Coger el tren a altas horas de la
noche, te hace ser una persona desconfiada hasta un punto delirante.
De golpe, pareces un espía del Stasi,
que analiza los movimientos y las intenciones de todos los pasajeros
del vagón, tu vista no para de enfocar a diferentes puntos, donde
parecen haber los sospechosos de un crimen que tiene un 99,9% de
posibilidades de que nunca se vaya a cometer.
Una mezcla de miedo y estado de alerta
constante, te obliga a adoptar una postura de defensa un tanto
incomoda. Abrazas tu mochila, te aíslas con la ayuda de tus
auriculares, expresas una seguridad falsa y te quedas inmóvil,
procurando que nada ni nadie note tu presencia.
Una de esas noches, en el tren, me
atreví a sacar el iphone y empezar a escribir para que mi
imaginación me ayudara a hacer más llevadera la tensión de ese
viaje nocturno.
El tren iba suficientemente vacío como
para envolver a todos los pasajeros de un silencio casi incomodo,
eran las 11:30 de la noche. Acabábamos de dejar atrás la estación
en la cual yo había subido. Al aposentarme en uno de esos
incomodisimos asientos de cercanías, empece a observar la gente de
mi alrededor.
Una mujer gorda, rodeada de bolsas de
plástico, se sentaba en las sillas que quedaban a mi derecha, ella
no parecía tener miedo de estar en ese tren desolado. Estaba sudando
pese a que el aire acondicionado del tren era excesivo. Vestía una
camiseta de licra rosa de tirantes y unas mallas negras, ropa que no
solo no disimulaba sino que aún definía más todos los michelines
de su cuerpo. A ella le importaba un bledo la estética. Simplemente
se la veía agobiada de trajinar esa docena de bolsas de plástico
hasta allí.
Detrás mio, había dos hombres de unos
30 años, sentados uno en frente del otro y vestidos con ropa de
trabajo, manchados de yeso y polvo. Eran amigos (o sencillamente
compañeros de trabajo), pero no hablaron ni media palabra en todo el
trayecto. Uno, el más joven, dormía mientras sujetaba su cabeza con
la mano apoyada en la ventana del tren. Y el otro leía un periódico.
Una de esas ediciones gratuitas que reparten por la mañana y que
quedan abandonados sin la más mínima piedad en los trenes de
cercanías.
En la siguiente estación subieron
algunas personas, que se repartieron por el vagon.
Delante mio se sentó un joven, que al
observarlo mi nivel de miedo subió hasta unos limites
incontrolables.
Tenia la cabeza rapada y cubierta por
una gorra cuidadosamente inclinada, llevaba un pirsing en el labio
superior y vestía ropa ancha. Tenia 3 anillos enormes, 2 cadenas de
oro y un cinturón con la hebilla enorme, de esos que son ultima moda
en el Bronx. Para colmo, su teléfono móvil, vomitaba reggeton a un
volumen muy perturbador para el silencio que había. Ni a mi ni a él
nos apetecía escuchar esa música, pero por una extraña razón, ni él tenia intenciones de pararla, ni yo, ni mucho menos, de decirle que
la parara.
Empece a inundar mi mente de paranoias,
mi corazón se helo, mi musculatura se paralizó.
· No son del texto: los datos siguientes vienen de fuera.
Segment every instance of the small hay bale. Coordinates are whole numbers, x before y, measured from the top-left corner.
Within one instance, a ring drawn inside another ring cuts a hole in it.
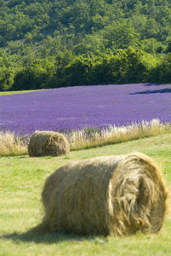
[[[158,167],[135,153],[60,167],[42,193],[44,231],[124,236],[157,232],[168,192]]]
[[[30,156],[68,154],[70,145],[61,133],[47,131],[37,131],[31,137],[28,153]]]

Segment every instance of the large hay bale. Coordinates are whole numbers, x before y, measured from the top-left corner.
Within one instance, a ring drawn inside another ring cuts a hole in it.
[[[167,191],[158,167],[136,153],[60,167],[42,199],[44,230],[123,236],[161,229]]]
[[[37,131],[31,137],[28,144],[30,156],[68,154],[70,145],[61,133],[54,131]]]

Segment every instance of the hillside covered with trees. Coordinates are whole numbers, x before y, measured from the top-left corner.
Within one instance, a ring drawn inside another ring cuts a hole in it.
[[[171,83],[171,0],[0,0],[0,90]]]

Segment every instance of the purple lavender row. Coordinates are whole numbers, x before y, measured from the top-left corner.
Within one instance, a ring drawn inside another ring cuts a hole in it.
[[[171,84],[76,86],[0,96],[0,131],[20,136],[152,119],[171,122]]]

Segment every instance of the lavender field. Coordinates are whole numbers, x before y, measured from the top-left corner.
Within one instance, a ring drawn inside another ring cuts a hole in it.
[[[22,136],[36,130],[67,131],[171,122],[171,84],[76,86],[0,96],[0,131]]]

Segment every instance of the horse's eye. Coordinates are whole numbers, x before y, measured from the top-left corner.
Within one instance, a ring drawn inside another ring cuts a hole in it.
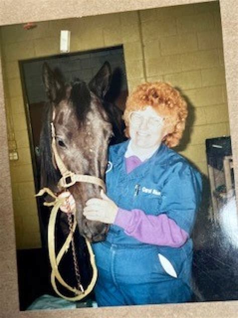
[[[63,141],[62,141],[61,139],[58,139],[57,140],[58,144],[60,146],[60,147],[65,147],[66,146],[64,144]]]

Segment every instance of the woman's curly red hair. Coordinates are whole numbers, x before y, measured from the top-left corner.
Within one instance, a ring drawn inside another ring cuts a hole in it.
[[[148,106],[165,118],[169,133],[163,142],[170,147],[177,145],[185,127],[187,103],[177,89],[162,82],[141,84],[128,97],[124,114],[127,136],[130,137],[130,114],[132,111],[144,110]]]

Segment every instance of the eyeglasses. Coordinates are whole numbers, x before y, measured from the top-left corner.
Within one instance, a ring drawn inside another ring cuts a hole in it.
[[[145,120],[147,121],[149,126],[157,128],[163,125],[164,118],[160,119],[156,117],[146,117],[138,111],[133,111],[129,115],[130,122],[135,127],[140,126]]]

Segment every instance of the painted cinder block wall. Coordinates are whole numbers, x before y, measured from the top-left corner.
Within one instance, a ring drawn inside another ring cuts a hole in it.
[[[178,150],[207,174],[205,139],[229,134],[218,3],[179,6],[1,28],[6,105],[18,249],[41,246],[19,60],[59,53],[59,34],[71,32],[71,52],[123,44],[129,91],[146,80],[181,90],[191,105]]]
Tenia un Latin King
a tres palmos de mi y todo el mundo sabe que un Latin King no es muy
recomendable tenerle a tres palmos.
El me miraba, yo no podía fijar la
vista en ningún punto.
El estaba comodisimo, yo no. Yo estaba
deseando tener súper poderes, porque con súper poderes era la única
manera de defenderme de un posible ataque suyo.
De repente mi corazón empezó a
bombear cantidades incalculables de sangre al ver que rebuscaba algo
en su mochila.
“¿una navaja? ¿Una pistola? ¿un
puño americano?
¿¡¡perdón, un lápiz y una
libreta!!?”
Entonces, el Latin King, empezó a
dibujar y su rostro cambio, se volvió más inocente. Ya no se veían
esos ojos desafiantes.
Por primera vez, lo observe con
ternura, porque transmitía mucha ternura verlo con esa sensibilidad
y ese gusto por lo que estaba haciendo.
Y, en esos momentos, me relajé. No
quería perturbar su momento de intimidad artística.
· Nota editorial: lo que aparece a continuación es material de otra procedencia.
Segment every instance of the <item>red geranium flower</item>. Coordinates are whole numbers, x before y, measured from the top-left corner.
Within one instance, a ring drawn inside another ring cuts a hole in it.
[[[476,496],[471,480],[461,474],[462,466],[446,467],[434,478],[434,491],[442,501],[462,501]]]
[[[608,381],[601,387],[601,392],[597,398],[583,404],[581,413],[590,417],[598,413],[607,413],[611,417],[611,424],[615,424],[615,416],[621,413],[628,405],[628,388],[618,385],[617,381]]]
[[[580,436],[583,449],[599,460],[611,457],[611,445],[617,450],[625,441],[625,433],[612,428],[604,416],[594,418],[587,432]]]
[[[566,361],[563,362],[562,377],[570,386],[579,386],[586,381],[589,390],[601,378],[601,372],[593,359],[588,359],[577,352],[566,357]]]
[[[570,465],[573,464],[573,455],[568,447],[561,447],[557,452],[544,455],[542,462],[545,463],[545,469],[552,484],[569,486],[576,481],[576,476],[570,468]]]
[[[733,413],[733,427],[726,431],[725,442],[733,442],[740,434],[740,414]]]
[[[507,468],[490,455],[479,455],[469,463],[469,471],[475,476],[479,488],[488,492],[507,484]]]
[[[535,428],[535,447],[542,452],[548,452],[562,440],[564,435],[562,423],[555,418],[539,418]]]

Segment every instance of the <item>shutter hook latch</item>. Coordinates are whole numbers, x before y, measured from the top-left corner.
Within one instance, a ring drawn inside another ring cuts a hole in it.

Fue ahí donde sentí un gran
sentimiento de culpa. Había juzgado a una persona, solo por su
apariencia. Me había dejado llevar por un miedo infundado por la
desconfianza e incluso por los típicos tópicos que tanto critico.
Me sentí tan mal, que decidí
dedicarle este escrito. Porque él, igual que yo, en sus momentos de
soledad se alimenta de su imaginación.